Q Give a typical protocol for HCG stimulation test ?

  • There are various protocol for HCG stimulation test. We will discuss one protocol which we follow
  • Baseline Testosterone, DHT and Androstenedione are sent
  • HCG is given as a single dose of 5000 IU for an older child IM
  • The sample are repeated after 72 hours

Q What ratios suggest 5 alpha reductase 2 and 17 beta HSD 3 ?

  • Stimulated T:DHT ratio > 27:1  – suggest 5 alpha reductase 2 defect
  • T: A ratio <0.8 suggests 17 beta HSD 3 deficiency

Q What small care you must take while calculating the ratios of T:A in this case?

The values of androstenedione are in ng/ml. Hence when we calculate the ratio, we need to convert it to ng/dl

Q What would you do for further management of this case ?

  • This is a case of PAIS raised as a female.
  • Since the child is already raised as female it would be wise to continue the same gender assignment.
  • I would consider going a gonadectomy and replacing the child with estrogen replacement.
  • I would also consider doing appropriate genital reconstruction.

Q What is the risk of gonadoblastoma in this case ?

  • PAIS with non scortal gonad have high risk of gonadoblastoma.

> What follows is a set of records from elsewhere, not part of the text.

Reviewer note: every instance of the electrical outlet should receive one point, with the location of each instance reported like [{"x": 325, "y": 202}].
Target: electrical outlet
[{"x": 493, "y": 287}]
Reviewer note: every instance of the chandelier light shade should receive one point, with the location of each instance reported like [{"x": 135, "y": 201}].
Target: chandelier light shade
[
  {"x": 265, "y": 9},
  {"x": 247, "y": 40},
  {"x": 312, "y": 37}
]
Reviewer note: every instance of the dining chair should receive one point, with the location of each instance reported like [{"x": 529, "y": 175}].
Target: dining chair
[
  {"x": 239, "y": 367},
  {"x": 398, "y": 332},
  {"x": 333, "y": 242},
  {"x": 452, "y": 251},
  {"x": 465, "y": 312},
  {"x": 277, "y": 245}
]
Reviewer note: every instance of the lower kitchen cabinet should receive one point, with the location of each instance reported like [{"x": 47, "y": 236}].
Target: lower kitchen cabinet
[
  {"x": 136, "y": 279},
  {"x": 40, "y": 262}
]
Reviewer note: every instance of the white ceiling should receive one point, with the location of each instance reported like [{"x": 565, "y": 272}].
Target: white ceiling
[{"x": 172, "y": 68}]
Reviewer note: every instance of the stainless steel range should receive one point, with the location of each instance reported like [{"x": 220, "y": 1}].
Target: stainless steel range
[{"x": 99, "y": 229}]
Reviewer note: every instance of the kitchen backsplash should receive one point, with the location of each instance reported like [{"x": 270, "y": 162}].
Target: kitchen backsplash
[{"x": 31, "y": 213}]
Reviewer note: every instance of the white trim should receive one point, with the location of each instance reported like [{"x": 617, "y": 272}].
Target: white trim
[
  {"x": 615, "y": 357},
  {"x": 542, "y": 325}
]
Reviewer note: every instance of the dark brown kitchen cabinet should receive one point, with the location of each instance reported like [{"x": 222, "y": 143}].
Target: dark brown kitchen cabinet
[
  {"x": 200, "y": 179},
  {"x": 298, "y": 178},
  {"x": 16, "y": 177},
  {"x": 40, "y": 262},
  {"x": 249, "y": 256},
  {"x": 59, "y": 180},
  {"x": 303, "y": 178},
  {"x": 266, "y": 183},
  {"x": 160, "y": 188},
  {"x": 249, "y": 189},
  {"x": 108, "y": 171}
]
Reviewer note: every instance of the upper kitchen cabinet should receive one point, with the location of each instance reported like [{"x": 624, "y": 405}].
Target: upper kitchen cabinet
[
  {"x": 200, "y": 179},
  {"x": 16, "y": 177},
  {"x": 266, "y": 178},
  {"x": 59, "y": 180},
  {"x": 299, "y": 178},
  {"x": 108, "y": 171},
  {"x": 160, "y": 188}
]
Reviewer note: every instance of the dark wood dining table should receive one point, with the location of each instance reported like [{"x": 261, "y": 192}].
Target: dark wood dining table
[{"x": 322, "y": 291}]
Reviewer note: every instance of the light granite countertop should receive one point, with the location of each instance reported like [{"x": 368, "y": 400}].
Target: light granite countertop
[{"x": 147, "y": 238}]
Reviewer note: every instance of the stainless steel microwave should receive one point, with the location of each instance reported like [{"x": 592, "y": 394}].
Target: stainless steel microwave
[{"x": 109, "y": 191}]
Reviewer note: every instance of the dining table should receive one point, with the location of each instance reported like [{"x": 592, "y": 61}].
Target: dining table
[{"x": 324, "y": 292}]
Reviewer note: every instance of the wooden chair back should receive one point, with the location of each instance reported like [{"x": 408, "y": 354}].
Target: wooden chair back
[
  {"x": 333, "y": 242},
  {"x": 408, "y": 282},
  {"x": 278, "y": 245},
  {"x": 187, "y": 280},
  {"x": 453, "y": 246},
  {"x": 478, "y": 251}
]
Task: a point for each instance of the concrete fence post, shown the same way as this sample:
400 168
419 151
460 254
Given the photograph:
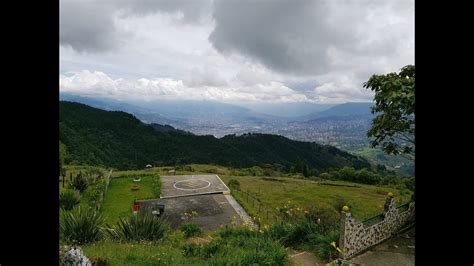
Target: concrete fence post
345 213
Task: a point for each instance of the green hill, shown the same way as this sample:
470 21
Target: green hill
118 139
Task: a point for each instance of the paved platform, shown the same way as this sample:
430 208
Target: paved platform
186 185
213 210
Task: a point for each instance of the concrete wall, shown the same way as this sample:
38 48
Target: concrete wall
356 237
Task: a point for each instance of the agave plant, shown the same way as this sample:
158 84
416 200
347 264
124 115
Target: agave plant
79 183
81 225
68 199
139 227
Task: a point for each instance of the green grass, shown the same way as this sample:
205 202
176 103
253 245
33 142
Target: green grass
365 200
119 196
228 249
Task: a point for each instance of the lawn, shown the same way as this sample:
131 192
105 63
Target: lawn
364 200
119 197
230 249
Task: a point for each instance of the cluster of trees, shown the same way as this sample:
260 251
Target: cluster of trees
117 139
350 174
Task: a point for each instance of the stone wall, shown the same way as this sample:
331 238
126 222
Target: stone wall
356 236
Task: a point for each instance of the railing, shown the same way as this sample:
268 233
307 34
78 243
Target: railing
403 207
374 219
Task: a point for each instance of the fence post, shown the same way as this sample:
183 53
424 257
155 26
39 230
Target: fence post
344 215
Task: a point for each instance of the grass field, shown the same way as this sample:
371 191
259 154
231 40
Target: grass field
119 197
365 200
222 250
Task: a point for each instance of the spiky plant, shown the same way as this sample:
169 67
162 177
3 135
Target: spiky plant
68 199
79 182
191 229
81 225
143 226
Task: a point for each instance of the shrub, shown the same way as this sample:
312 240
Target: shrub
321 244
233 183
191 229
210 249
68 199
99 261
139 227
79 182
156 185
81 226
191 250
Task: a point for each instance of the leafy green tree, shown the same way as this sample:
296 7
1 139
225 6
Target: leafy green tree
62 154
393 129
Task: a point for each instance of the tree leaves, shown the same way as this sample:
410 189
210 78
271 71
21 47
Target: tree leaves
393 129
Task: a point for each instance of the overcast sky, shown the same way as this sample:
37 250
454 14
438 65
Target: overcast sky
232 51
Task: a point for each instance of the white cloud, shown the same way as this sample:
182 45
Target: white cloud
281 51
99 84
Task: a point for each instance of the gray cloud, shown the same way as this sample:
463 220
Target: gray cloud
308 37
264 50
189 11
90 26
87 26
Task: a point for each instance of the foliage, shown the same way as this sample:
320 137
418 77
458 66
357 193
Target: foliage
81 225
62 154
79 182
312 228
233 183
191 229
366 200
119 140
140 227
394 126
363 176
156 185
119 198
250 248
68 199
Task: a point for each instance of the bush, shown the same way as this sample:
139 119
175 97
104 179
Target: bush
81 226
156 185
99 261
139 227
314 229
191 229
321 244
191 250
68 199
233 183
79 183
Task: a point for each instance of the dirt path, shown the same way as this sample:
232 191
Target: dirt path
304 258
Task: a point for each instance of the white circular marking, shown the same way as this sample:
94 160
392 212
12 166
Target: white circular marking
208 185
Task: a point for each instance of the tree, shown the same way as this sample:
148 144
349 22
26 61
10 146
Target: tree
62 154
393 129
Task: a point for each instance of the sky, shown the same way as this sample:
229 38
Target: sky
232 51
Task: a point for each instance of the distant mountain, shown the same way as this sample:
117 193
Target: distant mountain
118 139
147 114
168 128
286 110
345 109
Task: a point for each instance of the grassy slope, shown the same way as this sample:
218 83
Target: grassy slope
365 200
119 197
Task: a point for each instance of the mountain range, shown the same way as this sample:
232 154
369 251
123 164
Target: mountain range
118 139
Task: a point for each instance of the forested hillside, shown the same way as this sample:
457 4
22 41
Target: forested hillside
117 139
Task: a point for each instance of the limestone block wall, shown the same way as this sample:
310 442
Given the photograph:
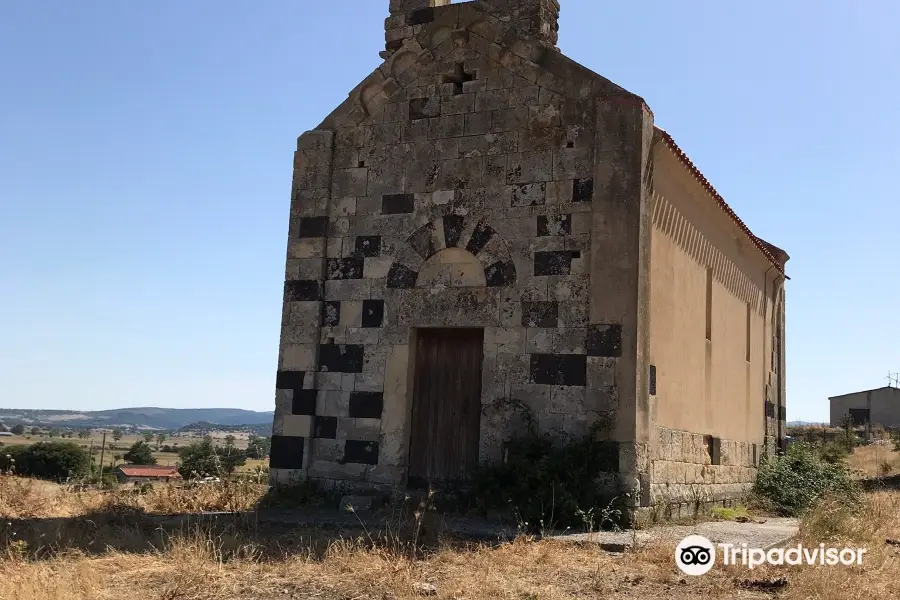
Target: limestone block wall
691 467
467 198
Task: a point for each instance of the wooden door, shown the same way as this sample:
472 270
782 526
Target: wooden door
446 411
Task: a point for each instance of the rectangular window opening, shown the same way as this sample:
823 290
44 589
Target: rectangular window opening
709 303
714 449
749 315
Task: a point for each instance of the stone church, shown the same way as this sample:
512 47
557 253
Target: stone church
486 233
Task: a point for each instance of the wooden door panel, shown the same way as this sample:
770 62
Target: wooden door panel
446 415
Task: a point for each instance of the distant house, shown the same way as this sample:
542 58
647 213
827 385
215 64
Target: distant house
146 473
880 406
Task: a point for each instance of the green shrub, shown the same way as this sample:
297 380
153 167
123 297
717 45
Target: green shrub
548 482
46 460
835 452
140 453
791 483
204 459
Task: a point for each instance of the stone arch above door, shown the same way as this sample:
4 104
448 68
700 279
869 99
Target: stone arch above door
471 235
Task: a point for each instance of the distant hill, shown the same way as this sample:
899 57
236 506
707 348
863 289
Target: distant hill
264 429
142 418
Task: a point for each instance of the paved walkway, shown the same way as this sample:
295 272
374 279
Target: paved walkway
769 533
762 533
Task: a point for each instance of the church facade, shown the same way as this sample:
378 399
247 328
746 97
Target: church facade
487 237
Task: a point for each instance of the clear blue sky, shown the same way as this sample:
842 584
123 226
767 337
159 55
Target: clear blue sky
145 169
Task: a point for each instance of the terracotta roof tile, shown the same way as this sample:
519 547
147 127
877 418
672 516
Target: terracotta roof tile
760 245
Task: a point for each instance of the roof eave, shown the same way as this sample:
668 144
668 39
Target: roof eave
762 246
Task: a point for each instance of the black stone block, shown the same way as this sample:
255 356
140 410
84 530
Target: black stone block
453 227
286 452
608 457
364 453
604 340
420 16
345 268
422 241
556 262
368 246
401 277
480 238
331 314
304 402
396 204
312 227
583 190
501 274
325 427
366 405
341 358
540 314
554 225
559 369
289 380
373 313
424 108
306 290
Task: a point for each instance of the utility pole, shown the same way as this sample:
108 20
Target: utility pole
102 452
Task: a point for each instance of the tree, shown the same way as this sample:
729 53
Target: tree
140 454
47 460
203 459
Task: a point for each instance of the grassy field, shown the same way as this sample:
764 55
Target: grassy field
115 450
875 459
304 563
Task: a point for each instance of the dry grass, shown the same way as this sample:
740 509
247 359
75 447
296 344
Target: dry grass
30 498
875 460
302 564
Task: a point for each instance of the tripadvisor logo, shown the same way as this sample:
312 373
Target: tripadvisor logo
696 555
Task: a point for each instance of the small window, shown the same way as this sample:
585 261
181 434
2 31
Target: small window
714 449
709 303
749 314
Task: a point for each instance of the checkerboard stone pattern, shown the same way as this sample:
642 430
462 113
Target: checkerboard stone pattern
455 187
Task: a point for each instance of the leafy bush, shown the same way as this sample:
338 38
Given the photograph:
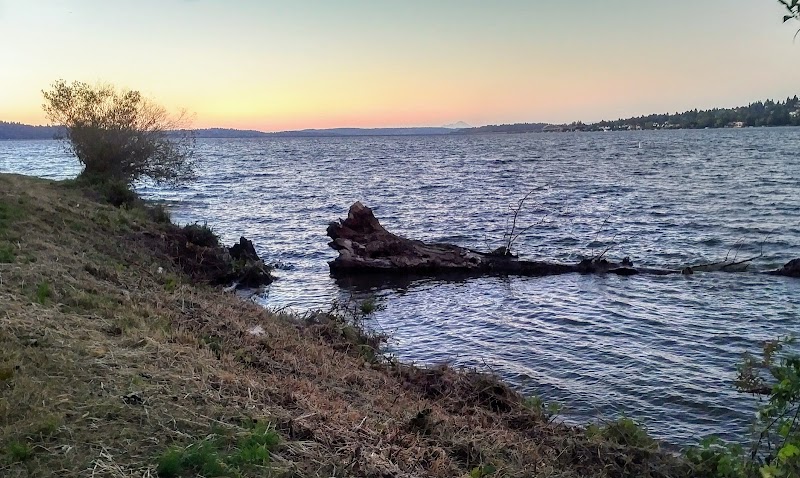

Reasonably, the assignment of female gender was recommended, since the patient had already been raised as a girl and the relevant interventions would be minimal. In addition, the testes that were found during imaging studies had to be removed, as they were atrophic and of increased risk for malignant change. Interestingly, the parents suggested that the child itself should be fully informed and participate in the final decision, and therefore, from the very first beginning, the patient was involved in all discussions made with the attending physicians. It is noteworthy that, being aware of the condition, she stated: “It does not matter if I am female or male, most of all I am a human being and thus gender assignment will not play any significant role in my future life.” Eventually, female gender was preferred by both the patient and the parents, and gonadectomy as well as cosmetic surgery of the external genitalia were successfully performed.

Learning points

  1. Be careful while calculating the T:A and T:DHT ratios. The units of the numerator and denominator should be the same.
  2. PAIS with non scrotal gonad have a high risk of gonadoblastoma and  gonadectomy must be done , generally before puberty.
  3. Female sex assignment is not inappropriate for PAIS, especially if the child is raised as a female.